Gräber: I already had an enthusiasm for pediatric and adolescent medicine during my studies. As chance would have it, it was sport that led me to cystic fibrosis research. I played lacrosse and there were a few colleagues on my team who were working in Professor Mall’s laboratory. They were still looking for staff for a cystic fibrosis project – and that’s what led me to the topic of my doctoral thesis and to cystic fibrosis: from lacrosse to the lab, as it were.

The purpose of the Clinician Scientist Program initiated by the Charité Foundation is to guarantee that you can go on researching, parallel to patient care and the further training necessary to qualify as a specialist – through the protected times for science. Does this work out in your everyday routine?

Gräber: The protected times for research are particularly valuable for me. A couple of years ago, I became a father. Your priorities change. The classic “research after working hours” no longer came into question for me, and I think you can only do qualitatively excellent research within the framework of such a program. You really need concentrated time for it. It’s actually impossible to achieve it by researching on the side. The work with patients is incredibly rewarding. You get direct feedback and it’s precisely that which is so important for research. This is why the Clinician Scientist Program is so valuable. It brings doctors, and the clinical view that’s often missing in the basic sciences, into research. This enables you to carry out much better research, which ultimately benefits the patients.

Where do you see the biggest differences between purely clinical work and free research?

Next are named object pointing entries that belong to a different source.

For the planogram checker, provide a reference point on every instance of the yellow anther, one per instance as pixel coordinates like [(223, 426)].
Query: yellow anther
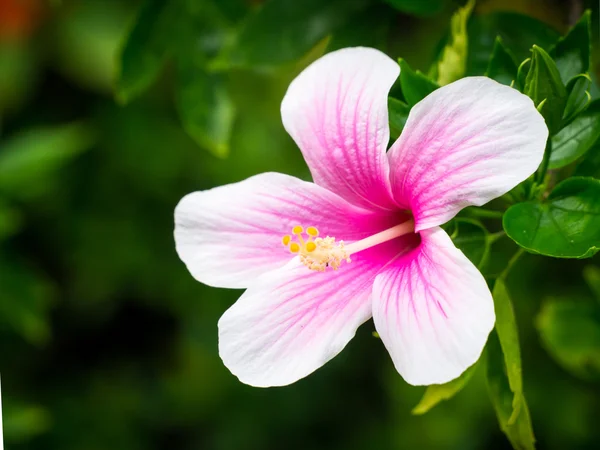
[(316, 253), (312, 231)]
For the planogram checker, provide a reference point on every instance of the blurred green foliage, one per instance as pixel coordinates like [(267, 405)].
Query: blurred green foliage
[(111, 111)]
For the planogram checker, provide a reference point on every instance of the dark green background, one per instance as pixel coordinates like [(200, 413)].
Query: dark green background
[(106, 341)]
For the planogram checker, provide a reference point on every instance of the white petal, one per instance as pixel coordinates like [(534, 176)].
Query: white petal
[(336, 111), (433, 311), (465, 144), (293, 321), (229, 235)]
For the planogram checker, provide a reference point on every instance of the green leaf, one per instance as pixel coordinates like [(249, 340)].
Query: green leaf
[(398, 114), (452, 64), (518, 32), (574, 140), (566, 225), (572, 53), (471, 237), (590, 166), (10, 220), (506, 328), (437, 393), (27, 158), (415, 84), (517, 428), (578, 96), (502, 66), (591, 274), (543, 83), (418, 7), (23, 422), (367, 28), (144, 51), (282, 31), (570, 332), (205, 107), (25, 299)]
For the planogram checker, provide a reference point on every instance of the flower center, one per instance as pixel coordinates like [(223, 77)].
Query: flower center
[(320, 253)]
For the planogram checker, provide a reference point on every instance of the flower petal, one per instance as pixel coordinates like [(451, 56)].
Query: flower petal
[(336, 111), (229, 235), (465, 144), (433, 311), (293, 321)]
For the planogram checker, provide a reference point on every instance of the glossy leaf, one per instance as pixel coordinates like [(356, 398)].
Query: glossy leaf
[(591, 274), (284, 30), (518, 32), (502, 66), (471, 237), (578, 96), (145, 50), (572, 53), (566, 225), (570, 332), (543, 84), (398, 114), (437, 393), (590, 166), (415, 84), (573, 141), (205, 107), (517, 428), (452, 64), (418, 7)]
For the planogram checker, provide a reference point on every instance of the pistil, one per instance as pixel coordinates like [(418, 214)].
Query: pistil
[(321, 253)]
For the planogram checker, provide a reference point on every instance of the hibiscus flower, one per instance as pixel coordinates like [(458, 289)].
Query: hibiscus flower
[(364, 240)]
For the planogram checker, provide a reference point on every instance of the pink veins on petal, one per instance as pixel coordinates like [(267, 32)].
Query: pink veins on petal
[(364, 240)]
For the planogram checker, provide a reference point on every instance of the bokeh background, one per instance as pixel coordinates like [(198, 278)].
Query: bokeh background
[(107, 342)]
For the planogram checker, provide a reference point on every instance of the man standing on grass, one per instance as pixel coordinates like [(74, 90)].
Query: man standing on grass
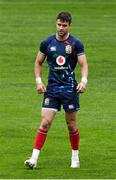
[(62, 51)]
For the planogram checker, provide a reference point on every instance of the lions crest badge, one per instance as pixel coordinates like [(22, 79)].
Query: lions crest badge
[(68, 49)]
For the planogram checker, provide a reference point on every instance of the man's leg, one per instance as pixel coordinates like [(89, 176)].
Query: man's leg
[(71, 120), (46, 121)]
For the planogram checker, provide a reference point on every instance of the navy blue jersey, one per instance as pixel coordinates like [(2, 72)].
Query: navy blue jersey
[(62, 57)]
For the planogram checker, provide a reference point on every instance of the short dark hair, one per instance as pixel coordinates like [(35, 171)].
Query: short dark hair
[(64, 16)]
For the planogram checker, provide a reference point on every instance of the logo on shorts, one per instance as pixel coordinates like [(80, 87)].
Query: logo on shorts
[(47, 101), (53, 48), (60, 60), (68, 49), (71, 106)]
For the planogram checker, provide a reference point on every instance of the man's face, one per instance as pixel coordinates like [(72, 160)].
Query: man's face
[(62, 28)]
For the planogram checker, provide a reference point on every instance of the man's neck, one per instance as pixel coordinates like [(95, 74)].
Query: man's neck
[(60, 38)]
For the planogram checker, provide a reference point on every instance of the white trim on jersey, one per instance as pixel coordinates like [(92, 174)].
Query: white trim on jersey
[(80, 54), (52, 109)]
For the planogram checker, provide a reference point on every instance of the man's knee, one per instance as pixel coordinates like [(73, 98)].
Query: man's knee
[(45, 123)]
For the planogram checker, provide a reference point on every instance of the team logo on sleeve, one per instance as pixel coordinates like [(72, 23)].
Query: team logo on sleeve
[(47, 101), (60, 60), (68, 49)]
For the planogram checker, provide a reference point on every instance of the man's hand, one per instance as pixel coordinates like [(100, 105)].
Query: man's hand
[(81, 87), (41, 88)]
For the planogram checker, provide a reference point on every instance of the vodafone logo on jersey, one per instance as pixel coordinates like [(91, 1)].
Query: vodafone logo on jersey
[(60, 60)]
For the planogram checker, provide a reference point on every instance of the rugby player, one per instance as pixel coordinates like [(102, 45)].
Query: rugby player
[(63, 52)]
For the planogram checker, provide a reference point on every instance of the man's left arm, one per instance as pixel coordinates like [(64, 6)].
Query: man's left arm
[(82, 60)]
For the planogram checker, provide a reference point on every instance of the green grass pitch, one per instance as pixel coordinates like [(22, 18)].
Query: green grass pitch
[(23, 24)]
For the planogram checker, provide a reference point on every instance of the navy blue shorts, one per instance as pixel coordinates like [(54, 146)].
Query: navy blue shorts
[(69, 101)]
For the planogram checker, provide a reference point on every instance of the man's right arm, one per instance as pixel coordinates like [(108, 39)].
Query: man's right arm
[(38, 71)]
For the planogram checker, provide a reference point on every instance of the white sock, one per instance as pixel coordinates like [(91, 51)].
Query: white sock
[(35, 154), (75, 154)]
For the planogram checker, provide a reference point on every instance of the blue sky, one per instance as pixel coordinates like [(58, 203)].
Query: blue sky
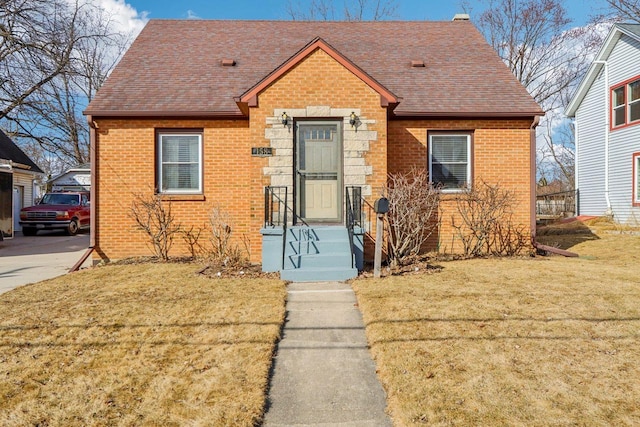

One big difference that I perceive between clinical and scientific work lies in the error cultures. On a day at the clinic, you want and ought to get everything right. The important thing is to stick to certain guidelines and do your best to avoid mistakes. A failure at the clinic is always a personal failure too. In the evening, you brood on what went wrong and on the fact that something like that is not supposed to happen. In research, it’s different. There, failing means making progress. You can learn, gain new insights and draw new energy from every failed experiment. If something doesn’t work in the lab, you try to gain something positive from it. At the clinic, that happens more rarely.

How do you relax from your demanding job?

Gräber: When I’m not at the clinic or the lab, you’ll find me on the playgrounds of Berlin or cycling out to the countryside.

A playful question in conclusion: Which three people, living or dead, would you like to have an imaginary dinner with?

Gräber:

- Colin Kaepernick. He’s an American quarterback who spoke out against racism and police violence, invented “taking the knee” and has been unable to find a job in the NFL since then.

- Dr. Stephan Illing. He’s a pediatric pulmonologist in Stuttgart who has a lot of enthusiasm for the field and for the patients and is a very motivating person. I haven’t worked directly with him very much, but when you meet him at congresses, it’s very inspiring.

- Professor Richard Boucher. He’s an acknowledged expert and the head of cystic fibrosis research at the University of North Carolina in Chapel Hill. I’ve already met him once, but I’d love to have an in-depth discussion with him some day.